Fiabilité de mise en œuvre, fiabilité à l'épreuve du temps, la fonte grise avait réuni les suffrages du Syndicat. Elle présentait cependant un talon d'Achille : la fragilité ; de ce fait, les fabricants, ne voulant en aucun cas porter atteinte à la sécurité, étaient obligés de prévoir des épaisseurs de métal largement supérieures à celles qu'imposait la pression des réseaux. Il en résultait que les tuyaux de fonte étaient lourds et onéreux. La découverte de la fonte ductile, après la seconde guerre mondiale, apporta la solution puisque tout en conservant les qualités de son aînée — la fonte grise — cette fonte des temps modernes n'en possédait pas les défauts. Résistant à la traction, aux chocs, bénéficiant d'une haute limite élastique et d'un allongement important, elle permit aux fabricants de diminuer l'épaisseur des tuyaux qui gagnèrent ainsi en compétitivité. Le Syndicat, en décida l'utilisation, et n'eut qu'à s'en féliciter.

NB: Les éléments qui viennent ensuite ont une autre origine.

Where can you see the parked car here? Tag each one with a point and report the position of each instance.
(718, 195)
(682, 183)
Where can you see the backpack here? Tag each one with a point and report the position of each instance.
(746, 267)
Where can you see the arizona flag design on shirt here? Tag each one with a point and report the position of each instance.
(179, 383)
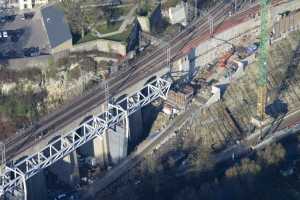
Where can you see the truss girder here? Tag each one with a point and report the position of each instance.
(11, 178)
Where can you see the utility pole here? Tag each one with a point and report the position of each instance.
(106, 91)
(211, 25)
(235, 6)
(3, 157)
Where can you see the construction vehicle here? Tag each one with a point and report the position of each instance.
(225, 57)
(262, 60)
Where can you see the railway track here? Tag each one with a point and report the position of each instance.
(138, 71)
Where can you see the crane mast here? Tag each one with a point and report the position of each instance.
(263, 57)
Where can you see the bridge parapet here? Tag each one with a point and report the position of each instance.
(14, 177)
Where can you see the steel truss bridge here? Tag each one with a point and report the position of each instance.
(13, 178)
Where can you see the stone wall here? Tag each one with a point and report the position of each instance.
(133, 39)
(40, 62)
(213, 48)
(101, 45)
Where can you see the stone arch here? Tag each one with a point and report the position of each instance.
(150, 79)
(121, 101)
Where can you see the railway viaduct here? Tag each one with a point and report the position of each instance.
(114, 144)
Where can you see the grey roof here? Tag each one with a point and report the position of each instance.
(57, 29)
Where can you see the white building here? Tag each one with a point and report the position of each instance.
(23, 4)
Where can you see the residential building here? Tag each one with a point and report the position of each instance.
(22, 4)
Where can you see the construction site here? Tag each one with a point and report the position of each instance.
(201, 119)
(226, 121)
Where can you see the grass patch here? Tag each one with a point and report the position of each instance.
(122, 11)
(121, 37)
(170, 3)
(88, 37)
(108, 28)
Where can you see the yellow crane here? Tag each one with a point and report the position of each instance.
(263, 57)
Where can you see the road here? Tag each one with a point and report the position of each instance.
(139, 70)
(147, 147)
(134, 158)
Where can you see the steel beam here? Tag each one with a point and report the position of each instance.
(15, 176)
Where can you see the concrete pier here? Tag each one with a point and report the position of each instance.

[Photo : Assemblage d'un tuyau de fonte.]

Des revêtements adaptés

Mais surgit un nouveau problème : la corrosion des tuyaux. Dans le cas de la fonte grise, l'épaisseur des tuyaux suffisait à limiter le phénomène. Différentes campagnes menées sur le thème de la corrosion trouvèrent un écho parmi les délégués communaux du Syndicat, mais surtout chez l'exploitant : la C.E.B. Heureusement, ce problème était bien maîtrisé par les fabricants de tuyaux qui s'étaient posé la question de savoir si dans le cas de la fonte ductile, la diminution de l'épaisseur de métal, tout en améliorant les qualités mécaniques des tuyaux, n'affaiblirait pas la résistance chimique de ceux-ci. Des prélèvements furent effectués, des études furent entreprises et le phénomène de la corrosion put être cerné, en fonction de l'agressivité des sols. La fonte ductile en effet, contrairement à d'autres métaux, ne se trouve attaquée que par certains milieux particulièrement corrosifs, comme c'est d'ailleurs le cas dans quelques terrains de la Presqu'île. Le mal identifié, il restait à trouver le remède : les études menées par les ingénieurs du Centre de Recherche de Pont-à-Mousson aboutirent à la mise au point d'un revêtement à base de zinc, lequel, pulvérisé sur les tuyaux, entraîne, en milieu corrosif, la création d'une couche de sels insolubles qui font écran aux attaques chimiques et qui permettent même la cicatrisation des blessures par effet galvanique. Les essais effectués par la C.E.B. et le Syndicat furent concluants et ce revêtement (dont l'efficacité a été sanctionnée par une norme française homologuée) a progressivement été généralisé à l'ensemble de la production de tuyaux de fonte. En milieux particulièrement corrosifs, il peut être complété par une manche en polyéthylène gainant la conduite. Le Syndicat et la C.E.B. choisissent ainsi le revêtement adapté à la configuration de chaque terrain, qu'il s'agisse de la pose d'une canalisation nouvelle ou d'un renouvellement.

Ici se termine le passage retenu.